Fachkräfteportal der Kinder- und Jugendhilfe: Verfügt die Europäische Union denn über die dafür erforderlichen Instrumente?

Dr. Kues: Jugendbeteiligung national, regional und auch lokal zu ermöglichen und zu fördern liegt ganz maßgeblich in der Verantwortung der Mitgliedstaaten selbst. Die EU hat lediglich eine unterstützende Funktion. Mit der Beschlussfassung zur EU-Jugendstrategie im Jahr 2009 haben wir allerdings begonnen den „Strukturierten Dialog zwischen Jugend und Politik“ zu einem einmaligen gemeinschaftlichen Instrument der partizipativen Politikgestaltung zu entwickeln. Es ist der Versuch, den rund 100 Millionen jungen Menschen in Europa Mitsprache, bei für sie relevanten europäischen Entscheidungsprozessen, zu ermöglichen. Das ist kein leichtes Unterfangen und wir stehen auch noch ziemlich am Anfang. Insbesondere was die Einbeziehung von benachteiligten Jugendlichen und die sinnvolle Verknüpfung mit bestehenden Beteiligungsverfahren angeht, muss noch viel geschehen.

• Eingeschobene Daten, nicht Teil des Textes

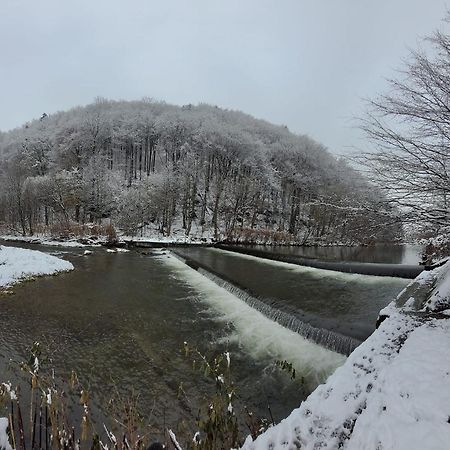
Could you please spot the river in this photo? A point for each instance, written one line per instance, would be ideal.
(121, 319)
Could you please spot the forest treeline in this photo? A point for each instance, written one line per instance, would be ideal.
(147, 166)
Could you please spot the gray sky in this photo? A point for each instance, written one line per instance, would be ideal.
(303, 63)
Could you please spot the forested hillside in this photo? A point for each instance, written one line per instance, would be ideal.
(148, 167)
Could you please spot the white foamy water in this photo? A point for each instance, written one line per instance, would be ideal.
(319, 273)
(259, 336)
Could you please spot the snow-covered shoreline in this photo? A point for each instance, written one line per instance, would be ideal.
(18, 264)
(392, 392)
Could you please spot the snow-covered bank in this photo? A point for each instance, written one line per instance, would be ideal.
(17, 264)
(51, 242)
(393, 392)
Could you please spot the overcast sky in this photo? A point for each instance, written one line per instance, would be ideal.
(303, 63)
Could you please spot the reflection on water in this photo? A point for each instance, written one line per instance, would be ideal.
(380, 253)
(121, 320)
(345, 303)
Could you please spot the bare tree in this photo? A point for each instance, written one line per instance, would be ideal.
(410, 127)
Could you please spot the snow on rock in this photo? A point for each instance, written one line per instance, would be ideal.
(393, 392)
(18, 263)
(46, 240)
(4, 442)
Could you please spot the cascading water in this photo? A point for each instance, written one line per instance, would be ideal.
(326, 338)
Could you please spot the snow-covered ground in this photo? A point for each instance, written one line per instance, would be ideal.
(17, 264)
(47, 240)
(393, 392)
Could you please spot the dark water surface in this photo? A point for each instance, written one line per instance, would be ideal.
(120, 320)
(345, 303)
(380, 253)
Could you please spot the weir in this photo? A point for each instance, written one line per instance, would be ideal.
(375, 269)
(326, 338)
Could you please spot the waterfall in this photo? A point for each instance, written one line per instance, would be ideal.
(326, 338)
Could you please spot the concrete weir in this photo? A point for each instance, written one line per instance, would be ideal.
(381, 270)
(326, 338)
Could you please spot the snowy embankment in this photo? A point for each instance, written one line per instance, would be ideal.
(17, 264)
(51, 242)
(393, 392)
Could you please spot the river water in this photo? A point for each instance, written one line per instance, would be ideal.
(121, 319)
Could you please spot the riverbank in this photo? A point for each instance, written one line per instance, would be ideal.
(393, 391)
(17, 264)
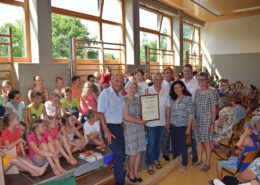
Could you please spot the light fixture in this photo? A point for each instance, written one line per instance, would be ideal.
(245, 9)
(206, 6)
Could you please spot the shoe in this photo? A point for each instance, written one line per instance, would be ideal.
(166, 157)
(194, 159)
(139, 179)
(196, 164)
(205, 169)
(132, 180)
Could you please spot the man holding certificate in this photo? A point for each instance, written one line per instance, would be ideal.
(156, 128)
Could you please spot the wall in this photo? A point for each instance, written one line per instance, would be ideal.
(231, 49)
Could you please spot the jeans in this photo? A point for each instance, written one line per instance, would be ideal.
(118, 148)
(179, 147)
(155, 137)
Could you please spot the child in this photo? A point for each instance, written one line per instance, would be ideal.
(92, 129)
(38, 86)
(69, 130)
(51, 134)
(59, 82)
(36, 109)
(41, 152)
(88, 99)
(76, 87)
(16, 105)
(71, 105)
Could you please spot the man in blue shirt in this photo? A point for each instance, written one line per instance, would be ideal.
(110, 108)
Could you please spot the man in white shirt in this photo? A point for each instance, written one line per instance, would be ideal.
(192, 86)
(167, 82)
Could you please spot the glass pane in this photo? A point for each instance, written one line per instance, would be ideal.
(112, 10)
(63, 27)
(16, 22)
(112, 33)
(150, 40)
(83, 6)
(187, 31)
(166, 26)
(149, 19)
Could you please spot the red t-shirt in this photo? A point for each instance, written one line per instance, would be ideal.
(53, 135)
(7, 135)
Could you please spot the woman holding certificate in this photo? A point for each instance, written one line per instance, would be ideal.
(134, 133)
(179, 120)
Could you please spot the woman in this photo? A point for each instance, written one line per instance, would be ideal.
(179, 120)
(227, 118)
(205, 114)
(156, 129)
(134, 134)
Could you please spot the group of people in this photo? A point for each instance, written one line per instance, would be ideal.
(107, 109)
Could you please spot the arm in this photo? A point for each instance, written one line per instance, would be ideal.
(129, 118)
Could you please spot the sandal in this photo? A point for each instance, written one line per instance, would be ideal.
(157, 165)
(150, 170)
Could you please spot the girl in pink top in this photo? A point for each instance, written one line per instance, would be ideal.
(51, 134)
(88, 99)
(41, 152)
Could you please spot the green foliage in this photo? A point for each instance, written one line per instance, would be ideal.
(17, 39)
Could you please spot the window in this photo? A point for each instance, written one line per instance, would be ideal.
(18, 21)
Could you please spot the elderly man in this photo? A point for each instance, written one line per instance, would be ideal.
(192, 86)
(156, 129)
(167, 82)
(110, 108)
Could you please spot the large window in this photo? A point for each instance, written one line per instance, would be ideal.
(191, 44)
(91, 20)
(156, 33)
(15, 15)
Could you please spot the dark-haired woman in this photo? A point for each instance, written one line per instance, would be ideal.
(179, 120)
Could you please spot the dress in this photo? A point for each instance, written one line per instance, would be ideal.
(203, 114)
(134, 134)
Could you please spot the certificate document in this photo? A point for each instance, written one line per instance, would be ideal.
(150, 107)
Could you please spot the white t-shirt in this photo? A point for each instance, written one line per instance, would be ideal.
(192, 86)
(89, 129)
(164, 101)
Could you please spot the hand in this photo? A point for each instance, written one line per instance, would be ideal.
(108, 136)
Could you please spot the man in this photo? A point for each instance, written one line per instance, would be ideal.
(168, 77)
(192, 86)
(110, 108)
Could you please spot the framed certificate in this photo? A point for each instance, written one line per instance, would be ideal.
(150, 107)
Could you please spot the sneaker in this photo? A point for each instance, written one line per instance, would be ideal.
(205, 169)
(196, 164)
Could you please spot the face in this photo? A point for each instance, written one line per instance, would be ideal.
(131, 89)
(157, 81)
(117, 82)
(187, 72)
(138, 77)
(168, 75)
(59, 84)
(202, 81)
(178, 89)
(38, 80)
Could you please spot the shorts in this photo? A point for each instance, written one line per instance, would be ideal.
(230, 163)
(36, 163)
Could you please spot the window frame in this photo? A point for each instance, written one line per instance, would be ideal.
(25, 6)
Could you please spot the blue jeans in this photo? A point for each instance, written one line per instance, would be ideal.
(155, 137)
(118, 148)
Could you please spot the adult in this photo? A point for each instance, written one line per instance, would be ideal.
(156, 129)
(134, 133)
(192, 86)
(167, 82)
(205, 114)
(180, 114)
(38, 86)
(142, 85)
(110, 108)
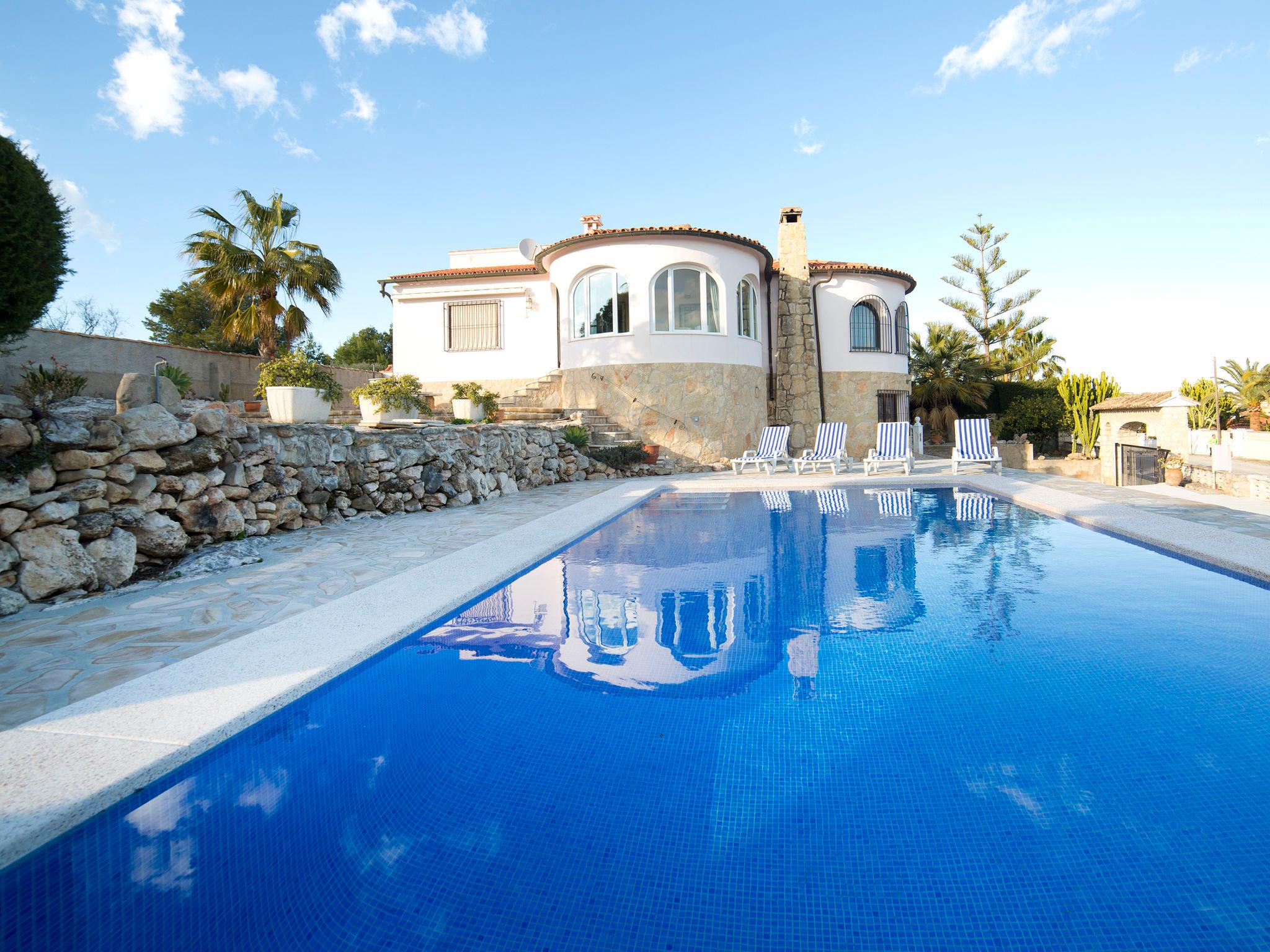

Aus meiner Sicht ist aber kein anderes Politikfeld als die Jugendpolitik dafür prädestiniert auf gesellschaftlichem Dialog basierende Politikstrategien zu erproben und umzusetzen. Sehr viele Jugendliche sind interessiert und motiviert. Sie möchten ihren Lebensraum mitgestalten und entwickeln hervorragende Ideen. Sie entfalten eine große Euphorie für Europa und die Welt. Ihre Lebensverläufe machen an Staatsgrenzen schon lange keinen Halt mehr. Das ist ein riesiges Potential dafür, dass Europa als Wirtschaftsraum und Wertegemeinschaft zukunftsfähig bleibt. Wir, die politisch Verantwortlichen in Deutschland und in Europa, dürfen das nicht aus den Augen verlieren. Es ist unser Auftrag den nachwachsenden Generationen in diesem Sinne Gestaltungs- und Wirkungsräume zu eröffnen. Wir müssen ihnen Zeit und Möglichkeiten geben, sich für ein künftiges Europa zu engagieren – und zwar möglichst allen jungen Menschen.

Fachkräfteportal der Kinder- und Jugendhilfe: Welche Rolle spielt dabei ein EU-Jugendprogramm?

Das EU-Jugendprogramm fördert schon seit über 20 Jahren europäische Jugendbegegnungen und inzwischen auch den Europäischen Freiwilligendienst, Jugendinitiativen und Demokratieprojekte. Es ist das entscheidende Standbein für die jugendpolitische Zusammenarbeit in Europa. Das Programm  erreicht sehr viele junge Menschen – und zwar nicht nur jene mit höheren Bildungsabschlüssen. Es verbindet das Erleben von Europa mit nicht-formalen Lernerfahrungen außerhalb von Schule und Ausbildung und realen Gestaltungsmöglichkeiten. Die Zwischenevaluierung des aktuellen Programms JUGEND IN AKTION macht es ganz deutlich: Projektteilnehmende sehen sich als Mitwirkende an der europäischen Idee.

Seit 2007 hat JUGEND IN AKTION rund 300.000 junge Menschen europaweit bewegt und rund 100.000 Fachkräften die Teilnahme an Fortbildungen ermöglicht. Das sind beachtliche Zahlen, angesichts des vergleichsweise geringen Budgets. Insgesamt stehen 400 Mio. Euro für drei Programmjahre und 31 Programmländer zur Verfügung.

Viele Jugendliche sagen uns, dass sie durch ihre Teilnahme an einer Jugendbegegnung erstmalig das Interesse entwickelt haben, auch andere Etappen ihrer Bildungsbiographie  im europäischen Ausland zu absolvieren. Das könnte zum Beispiel ein Praktikum oder ein Freiwilligendienst sein. Mich erreichten persönliche Berichte, wie erst nach der Teilnahme an einem europäischen Freiwilligenprojekt die Rückkehr in die Regelschule gelang. Jemand anderes erzählte,  wie die Realisierung der eigenen (Geschäfts-) Idee im Rahmen einer Jugendinitiative zum beruflichen Erfolg führte. Es sind unzählige große und kleine Erfolge, die das EU-Jugendprogramm erzielt. Ganz besonders bemerkenswert finde ich dabei, dass wir Jugendliche erreichen, die über kein anderes Mobilitätsprogramm erreicht werden. Ich bin froh, dass wir Jugendprojekte unterstützen können, die in kein anderes europäisches Förderprogramm passen. Aus meiner Sicht ist es ganz eindeutig: JUGEND IN AKTION ist ein europäischer Erfolgsschlager! Auch erfolgreiche Programme kann man möglicherweise an der einen oder anderen Stelle besser machen. Darüber sollten wir in den nächsten Wochen und Monaten sprechen. Wir sollten das EU-Jugendprogramm aber unter keinen Umständen abschaffen. Darum setzt sich die Bundesregierung im Konsens mit den 16 Bundesländern und den zivilgesellschaftlichen Organisationen in Deutschland in der europäischen Debatte für ein sichtbares und eigenständiges EU-Jugendprogramm ab 2014 ein.